Goodbye, glass: Recycling changes take effect in the South Hills | News


South Hills residents are used to putting all of their recyclables in one, shall we say, basket.

“The analogy I like to use is that single-stream recycling is like scrambling an egg and asking the recycling facility to unscramble the egg,” Justin Stockdale said. “That’s what we’re asking these recycling facilities to do, and we’re asking them for that because we want it as convenient as it can possibly be.”

Stockdale serves as western regional director of the nonprofit Pennsylvania Resources Council, which this year is marking its 80th anniversary of working toward a better environment. That includes educating the public about recycling, a practice that has undergone a major shift locally for the start of 2019.


Plastics chart

In the wake of new contracts with Waste Management Inc. going into effect for member municipalities of the South Hills Area Council of Governments, glass and some types of plastics no longer are among the mix of materials accepted for curbside recycling.

“Glass collected through single-stream recycling collection is heavily contaminated once sorted from other commodity types,” Erika Deyarmin-Young, Waste Management regional public affairs coordinator, explained. “Broken glass also contaminates other fiber and plastic, in turn, affecting the quality of those commodities, too.”

Whatever the reasoning, the change isn’t necessarily sitting well.

“For 25 years, I’ve been working around recycling, and if there is one commodity of all of them that people have an expectation they should be able to recycle, it’s the glass bottle,” Stockdale said. “We are actively working on a solution to bring drop-off collections for glass to the South Hills.”

A local business has stepped up in that regard: Michael Brothers Recyling, 901 Horning Road, Baldwin Borough, is accepting glass containers from 7 a.m. to 4 p.m. Wednesdays and 7 to 11 a.m. Saturdays.

Michael Brothers will also buy aluminum cans, wire and metal junk. Residents can receive a cash rebate for those items.

Stockdale sees such scenarios as becoming standard practice.

“We’ll still have some version of single-stream recycling,” he predicted. “You’ll probably still mix your plastic bottles and your aluminum cans and steel cans and cardboard into one bin. But other materials are likely to be collected very discretely and separately from everything else.”

That wouldn’t be anything new.

“When we recycled in the ’80s and early ’90s, we were managing commodities, and that’s how we treated recycling,” Stockdale said. “You would go to a drop-off center. You’d sort materials into different quality grades of material.”

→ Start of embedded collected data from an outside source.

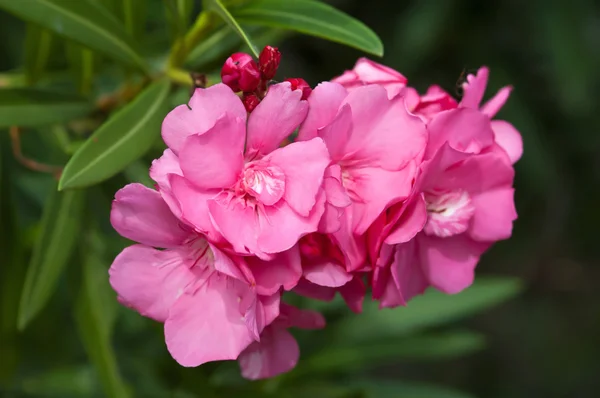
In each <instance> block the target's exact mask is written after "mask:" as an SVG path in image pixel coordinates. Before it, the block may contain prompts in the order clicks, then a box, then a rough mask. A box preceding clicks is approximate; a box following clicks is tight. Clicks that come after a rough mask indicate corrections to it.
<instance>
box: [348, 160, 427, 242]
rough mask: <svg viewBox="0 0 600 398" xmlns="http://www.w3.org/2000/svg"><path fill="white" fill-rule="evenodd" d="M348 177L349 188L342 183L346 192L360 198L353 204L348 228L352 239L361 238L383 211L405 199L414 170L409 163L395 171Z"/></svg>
mask: <svg viewBox="0 0 600 398" xmlns="http://www.w3.org/2000/svg"><path fill="white" fill-rule="evenodd" d="M348 173H349V175H350V177H349V179H351V180H352V184H350V183H346V184H345V186H346V189H348V190H349V191H350V192H351V193H353V194H354V195H355V196H356V197H358V198H360V200H355V201H354V206H353V208H354V223H353V226H352V228H353V231H354V233H355V234H356V235H362V234H364V233H365V232H366V231H367V229H368V228H369V226H370V225H371V224H372V223H373V221H375V219H376V218H377V217H379V215H380V214H381V213H382V212H383V211H384V210H385V209H386V208H387V207H389V206H391V205H392V204H394V203H397V202H400V201H402V200H404V199H406V198H407V197H408V196H409V194H410V192H411V188H412V180H413V178H414V177H415V176H416V166H415V165H414V163H411V164H409V165H407V166H406V167H405V168H403V169H401V170H399V171H387V170H384V169H380V168H374V167H369V168H366V167H365V168H359V169H352V170H348Z"/></svg>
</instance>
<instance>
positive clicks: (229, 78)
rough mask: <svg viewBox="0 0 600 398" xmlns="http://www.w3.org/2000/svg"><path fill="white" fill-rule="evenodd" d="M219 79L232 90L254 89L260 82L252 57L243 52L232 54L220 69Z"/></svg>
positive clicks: (255, 64)
mask: <svg viewBox="0 0 600 398" xmlns="http://www.w3.org/2000/svg"><path fill="white" fill-rule="evenodd" d="M221 80H223V83H225V84H226V85H228V86H229V87H231V89H232V90H233V91H248V92H250V91H254V90H256V87H258V83H260V72H259V71H258V66H257V65H256V62H255V61H254V59H252V57H251V56H250V55H248V54H245V53H234V54H232V55H231V56H230V57H229V58H227V60H226V61H225V64H224V65H223V68H222V69H221Z"/></svg>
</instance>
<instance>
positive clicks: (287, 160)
mask: <svg viewBox="0 0 600 398" xmlns="http://www.w3.org/2000/svg"><path fill="white" fill-rule="evenodd" d="M265 161H268V162H270V163H271V164H274V165H275V166H278V167H279V168H280V169H281V170H283V173H284V174H285V192H284V194H283V197H284V199H285V201H286V202H287V203H288V205H289V206H290V207H291V208H292V209H294V210H295V211H297V212H298V213H299V214H300V215H302V216H305V217H306V216H308V215H309V213H310V212H311V210H312V208H313V207H314V206H315V200H316V197H317V193H318V192H319V191H320V190H321V183H322V182H323V176H324V174H325V168H327V166H328V165H329V162H330V159H329V152H328V151H327V147H326V146H325V143H324V142H323V140H322V139H320V138H313V139H312V140H310V141H302V142H294V143H292V144H290V145H287V146H285V147H283V148H279V149H277V150H275V151H273V152H271V154H269V155H268V156H267V157H265Z"/></svg>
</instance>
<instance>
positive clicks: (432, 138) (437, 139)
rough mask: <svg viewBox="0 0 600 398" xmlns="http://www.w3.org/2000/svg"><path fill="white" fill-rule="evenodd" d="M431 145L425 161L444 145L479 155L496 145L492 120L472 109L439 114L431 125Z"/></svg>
mask: <svg viewBox="0 0 600 398" xmlns="http://www.w3.org/2000/svg"><path fill="white" fill-rule="evenodd" d="M428 130H429V143H428V144H427V150H426V151H425V159H430V158H432V157H433V156H434V154H435V153H436V152H437V151H438V150H439V149H440V148H441V147H442V146H443V145H444V143H446V142H447V143H449V144H450V147H452V148H453V149H455V150H457V151H461V152H467V153H479V152H481V151H482V150H483V149H484V148H486V147H489V146H490V145H492V144H493V143H494V132H493V130H492V126H491V123H490V119H489V118H488V117H487V116H486V115H484V114H483V113H481V112H479V111H478V110H475V109H471V108H458V109H453V110H449V111H445V112H441V113H439V114H437V115H436V116H435V117H434V118H433V120H432V121H431V122H430V123H429V128H428Z"/></svg>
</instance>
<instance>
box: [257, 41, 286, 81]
mask: <svg viewBox="0 0 600 398" xmlns="http://www.w3.org/2000/svg"><path fill="white" fill-rule="evenodd" d="M280 61H281V53H280V52H279V50H278V49H277V47H271V46H265V48H263V50H262V51H261V52H260V56H259V57H258V68H259V69H260V74H261V75H262V78H263V79H265V80H271V79H272V78H274V77H275V73H277V68H279V62H280Z"/></svg>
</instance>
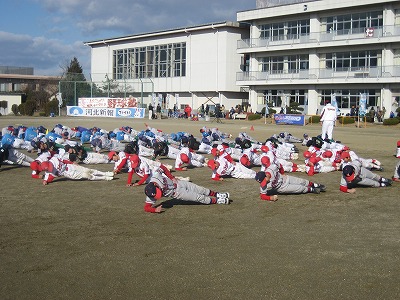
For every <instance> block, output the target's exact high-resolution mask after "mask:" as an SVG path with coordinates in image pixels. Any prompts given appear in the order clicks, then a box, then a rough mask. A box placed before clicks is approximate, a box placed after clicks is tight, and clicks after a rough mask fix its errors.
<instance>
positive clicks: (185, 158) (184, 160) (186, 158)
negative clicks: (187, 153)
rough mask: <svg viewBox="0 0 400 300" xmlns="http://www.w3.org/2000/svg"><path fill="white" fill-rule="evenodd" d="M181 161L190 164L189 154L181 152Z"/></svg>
mask: <svg viewBox="0 0 400 300" xmlns="http://www.w3.org/2000/svg"><path fill="white" fill-rule="evenodd" d="M181 161H182V162H184V163H185V164H188V163H189V156H187V155H186V154H185V153H181Z"/></svg>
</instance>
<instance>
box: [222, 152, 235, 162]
mask: <svg viewBox="0 0 400 300" xmlns="http://www.w3.org/2000/svg"><path fill="white" fill-rule="evenodd" d="M224 158H225V159H226V160H227V161H229V162H230V163H231V162H233V158H232V156H230V155H229V154H227V155H226V156H225V157H224Z"/></svg>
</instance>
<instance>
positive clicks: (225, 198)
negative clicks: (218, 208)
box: [217, 198, 229, 204]
mask: <svg viewBox="0 0 400 300" xmlns="http://www.w3.org/2000/svg"><path fill="white" fill-rule="evenodd" d="M217 204H229V198H217Z"/></svg>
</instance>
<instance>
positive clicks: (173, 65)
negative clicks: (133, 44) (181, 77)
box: [113, 43, 186, 79]
mask: <svg viewBox="0 0 400 300" xmlns="http://www.w3.org/2000/svg"><path fill="white" fill-rule="evenodd" d="M185 75H186V43H173V44H166V45H157V46H147V47H137V48H129V49H119V50H115V51H114V53H113V76H114V78H115V79H134V78H157V77H181V76H185Z"/></svg>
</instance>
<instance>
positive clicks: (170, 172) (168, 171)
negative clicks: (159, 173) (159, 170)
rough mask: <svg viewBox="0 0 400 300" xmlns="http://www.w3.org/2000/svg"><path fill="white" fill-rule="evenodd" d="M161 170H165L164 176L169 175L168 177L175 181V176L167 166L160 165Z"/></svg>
mask: <svg viewBox="0 0 400 300" xmlns="http://www.w3.org/2000/svg"><path fill="white" fill-rule="evenodd" d="M160 169H161V170H163V172H164V174H165V175H167V177H168V178H169V179H174V178H175V177H174V175H172V174H171V172H170V171H169V170H168V168H167V167H166V166H164V165H163V164H161V165H160Z"/></svg>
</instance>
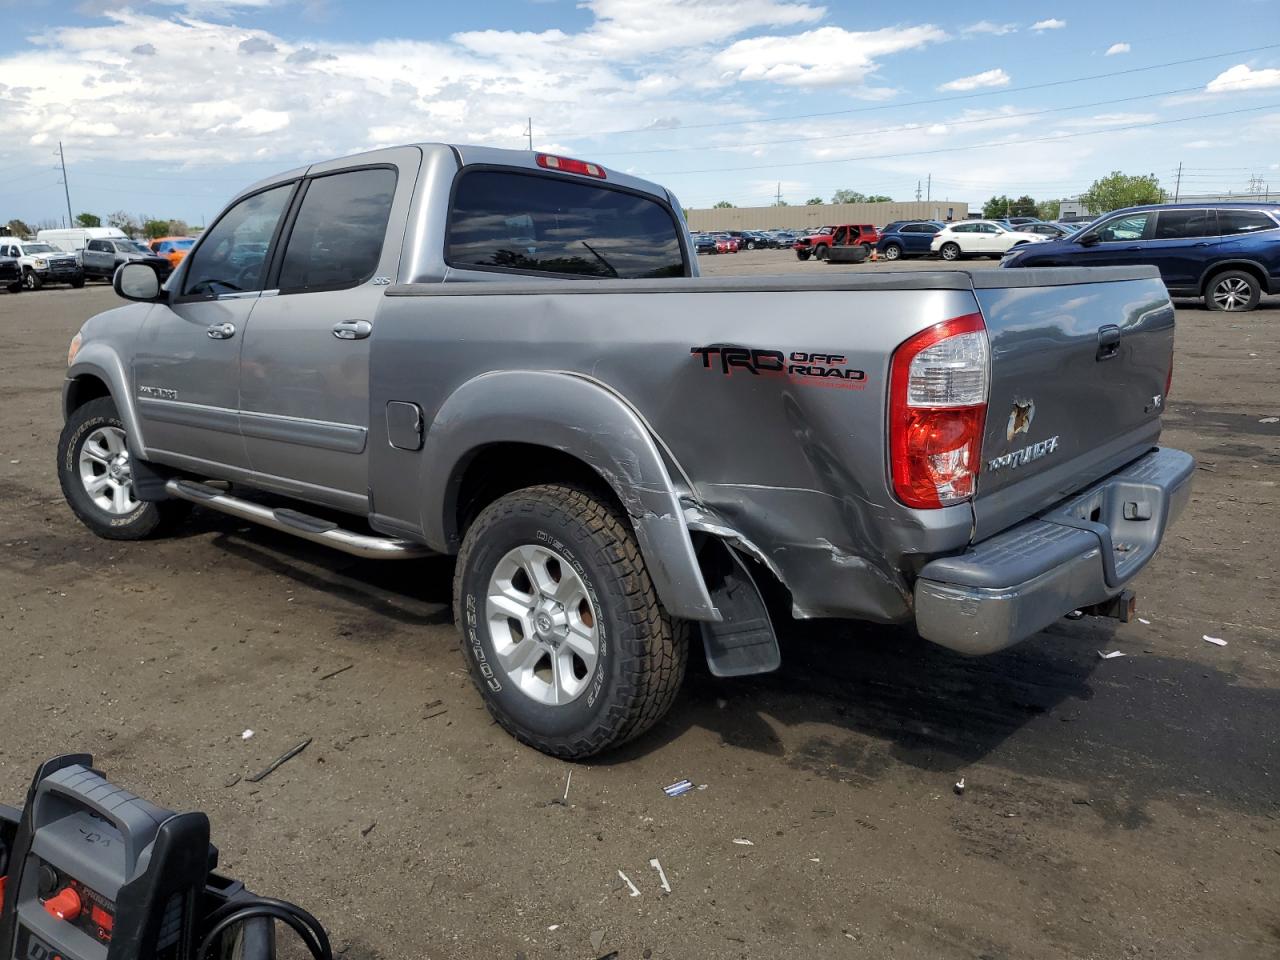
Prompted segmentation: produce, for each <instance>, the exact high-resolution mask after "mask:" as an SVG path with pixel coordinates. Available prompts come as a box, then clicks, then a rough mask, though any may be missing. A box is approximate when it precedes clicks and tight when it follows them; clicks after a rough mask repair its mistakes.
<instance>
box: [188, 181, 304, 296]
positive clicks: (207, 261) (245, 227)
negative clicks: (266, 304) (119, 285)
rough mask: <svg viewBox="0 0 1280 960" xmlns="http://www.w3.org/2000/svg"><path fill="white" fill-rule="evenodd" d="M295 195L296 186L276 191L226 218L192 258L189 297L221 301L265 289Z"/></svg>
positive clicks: (218, 221) (213, 227)
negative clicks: (280, 235) (271, 243)
mask: <svg viewBox="0 0 1280 960" xmlns="http://www.w3.org/2000/svg"><path fill="white" fill-rule="evenodd" d="M292 193H293V184H292V183H285V184H282V186H279V187H271V188H270V189H266V191H262V192H261V193H255V195H253V196H251V197H244V200H242V201H241V202H238V204H237V205H236V206H233V207H232V209H230V210H228V211H227V212H225V214H223V215H221V218H219V220H218V223H215V224H214V225H212V228H211V229H210V230H209V233H207V234H206V236H205V239H204V242H202V243H201V244H200V248H198V250H196V252H195V253H193V255H192V257H191V266H188V268H187V280H186V285H184V287H183V294H184V296H188V297H216V296H218V294H220V293H239V292H241V291H259V289H262V279H264V278H262V274H264V273H265V271H266V261H268V253H269V250H268V247H269V246H270V244H271V237H274V236H275V227H276V224H278V223H279V221H280V215H282V214H283V212H284V207H285V206H287V205H288V202H289V197H291V196H292Z"/></svg>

Eventually, that type of practice gave way to single-stream collection.


Single stream

Justin Stockdale

The result of single-stream recycling makes it difficult to see pieces of glass within the mix.

“We started to break the connection between commodities and recycling, and convenience overtook quality considerations,” Stockdale said. “In the modern world of recycling, we put everything into one bin. It doesn’t require any thought for the consumer. You don’t have to consider what you’re doing.”

And to revisit his egg analogy, combining everything tends to result in glass being ground into pieces so small that they’re barely visible, if at all, in photographs Stockdale has taken of single-stream mixes.

Along with glass, plastics labeled 3 through 7 are on the no-recycle list.

“These materials are considered contamination,” Deyarmin-Young explained, “and the sustainability of recycling programs is dependent upon collecting high-quality items without unacceptable materials and trash.”

Perfectly acceptable is cardboard, which Stockdale called “one of the most valuable commodities in the waste stream.”

“It’s a very sustainable, smart closed-loop system of: You set your cardboard out for recycling. It goes to a paper mill. It gets turned right back into a cardboard box, and it’s going to be right back on your doorstep someday,” he said.

The Pennsylvania Resources Council has a long history of collection programs involving the likes of household chemicals and difficult-to-recycle items.

“We have a lot of experience with it, and we have a lot of confidence that the communities will adapt to handling their glass differently,” Stockdale asserted. “The trick is that somebody has to put a bin out there for them to put their glass in, and we’re hopeful that we’ll be able to do that.”